In deze uitspraak van de Rechtbank Den Haag, gedaan op 22 september 2023, wordt het beroep van eiser tegen het bestreden besluit van de staatssecretaris van Justitie en Veiligheid beoordeeld. De staatssecretaris had op 7 september 2023 de maatregel van bewaring opgelegd op grond van artikel 59, eerste lid, aanhef en onder b van de Vreemdelingenwet 2000. Eiser, vertegenwoordigd door zijn gemachtigde mr. M.H.K. van Middelkoop, betwist de rechtmatigheid van deze maatregel en verzoekt tevens om schadevergoeding.
De rechtbank heeft op 19 september 2023 de zaak behandeld, waarbij zowel eiser als de gemachtigde van de staatssecretaris aanwezig waren. De rechtbank concludeert dat het voortduren van de maatregel van bewaring rechtmatig is. Eiser had aangevoerd dat het aanvullend terugkeerbesluit niet geldig was, maar de rechtbank oordeelt dat de staatssecretaris terecht Marokko als land van terugkeer heeft aangemerkt. Eiser heeft zelf verklaard dat hij van Marokkaanse afkomst is en voldoende gelegenheid gehad om zijn zienswijze te geven.

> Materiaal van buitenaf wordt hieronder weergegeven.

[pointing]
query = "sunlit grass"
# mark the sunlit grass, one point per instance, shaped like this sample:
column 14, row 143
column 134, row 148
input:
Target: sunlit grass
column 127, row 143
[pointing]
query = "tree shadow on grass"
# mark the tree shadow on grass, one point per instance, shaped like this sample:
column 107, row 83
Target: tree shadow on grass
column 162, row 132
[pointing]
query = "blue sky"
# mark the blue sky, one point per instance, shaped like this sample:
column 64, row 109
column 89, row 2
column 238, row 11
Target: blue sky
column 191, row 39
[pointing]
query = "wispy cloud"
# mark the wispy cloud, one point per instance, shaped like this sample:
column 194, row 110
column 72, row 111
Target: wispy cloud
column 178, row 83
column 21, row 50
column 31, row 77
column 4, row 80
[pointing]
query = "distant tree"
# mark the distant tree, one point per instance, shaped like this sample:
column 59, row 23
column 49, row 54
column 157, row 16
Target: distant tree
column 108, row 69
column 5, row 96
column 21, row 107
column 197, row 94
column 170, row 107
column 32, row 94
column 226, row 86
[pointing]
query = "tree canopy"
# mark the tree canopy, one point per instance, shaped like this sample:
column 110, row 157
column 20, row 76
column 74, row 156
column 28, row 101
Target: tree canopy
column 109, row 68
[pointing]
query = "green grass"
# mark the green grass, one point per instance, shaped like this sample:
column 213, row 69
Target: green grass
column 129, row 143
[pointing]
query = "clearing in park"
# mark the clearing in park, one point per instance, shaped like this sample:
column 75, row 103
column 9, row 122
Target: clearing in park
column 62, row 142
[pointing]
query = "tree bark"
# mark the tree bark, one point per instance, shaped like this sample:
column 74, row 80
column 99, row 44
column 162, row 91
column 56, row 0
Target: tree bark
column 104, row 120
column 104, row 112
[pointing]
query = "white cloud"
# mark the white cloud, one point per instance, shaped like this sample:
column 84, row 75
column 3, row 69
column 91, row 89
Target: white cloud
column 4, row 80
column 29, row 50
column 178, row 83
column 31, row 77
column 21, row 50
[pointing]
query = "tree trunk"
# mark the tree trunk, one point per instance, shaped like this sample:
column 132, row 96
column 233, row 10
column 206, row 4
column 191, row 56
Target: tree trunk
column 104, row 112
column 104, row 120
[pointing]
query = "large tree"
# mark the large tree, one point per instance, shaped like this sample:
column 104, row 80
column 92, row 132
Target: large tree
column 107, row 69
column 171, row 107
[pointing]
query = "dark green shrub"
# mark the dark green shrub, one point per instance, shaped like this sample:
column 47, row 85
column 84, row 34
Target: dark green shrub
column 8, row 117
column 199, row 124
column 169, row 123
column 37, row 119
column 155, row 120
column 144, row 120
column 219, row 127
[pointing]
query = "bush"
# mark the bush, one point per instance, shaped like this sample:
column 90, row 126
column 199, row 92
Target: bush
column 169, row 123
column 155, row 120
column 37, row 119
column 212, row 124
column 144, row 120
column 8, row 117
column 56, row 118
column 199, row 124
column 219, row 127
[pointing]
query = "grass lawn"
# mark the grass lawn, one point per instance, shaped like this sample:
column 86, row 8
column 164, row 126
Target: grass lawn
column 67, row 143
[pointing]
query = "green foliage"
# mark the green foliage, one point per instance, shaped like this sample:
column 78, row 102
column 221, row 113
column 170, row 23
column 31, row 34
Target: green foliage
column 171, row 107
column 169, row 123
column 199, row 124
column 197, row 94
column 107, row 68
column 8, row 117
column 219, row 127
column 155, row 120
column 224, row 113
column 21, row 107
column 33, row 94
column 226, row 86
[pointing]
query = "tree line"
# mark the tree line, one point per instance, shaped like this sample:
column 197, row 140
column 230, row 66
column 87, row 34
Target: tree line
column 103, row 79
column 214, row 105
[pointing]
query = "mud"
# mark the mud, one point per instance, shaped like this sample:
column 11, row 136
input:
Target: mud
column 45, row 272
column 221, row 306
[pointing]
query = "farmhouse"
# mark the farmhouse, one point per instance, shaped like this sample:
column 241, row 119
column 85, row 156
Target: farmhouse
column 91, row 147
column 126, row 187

Daarnaast heeft eiser gesteld dat er sprake is van een motiveringsgebrek, omdat zijn medische problemen niet in de maatregel van bewaring zijn opgenomen. De rechtbank oordeelt echter dat de staatssecretaris deze omstandigheden voldoende heeft meegewogen en dat er geen motiveringsgebrek is. De rechtbank wijst het beroep van eiser ongegrond en het verzoek om schadevergoeding af, zonder aanleiding voor een proceskostenveroordeling. De uitspraak is openbaar gemaakt en er kan binnen een week hoger beroep worden ingesteld bij de Afdeling bestuursrechtspraak van de Raad van State.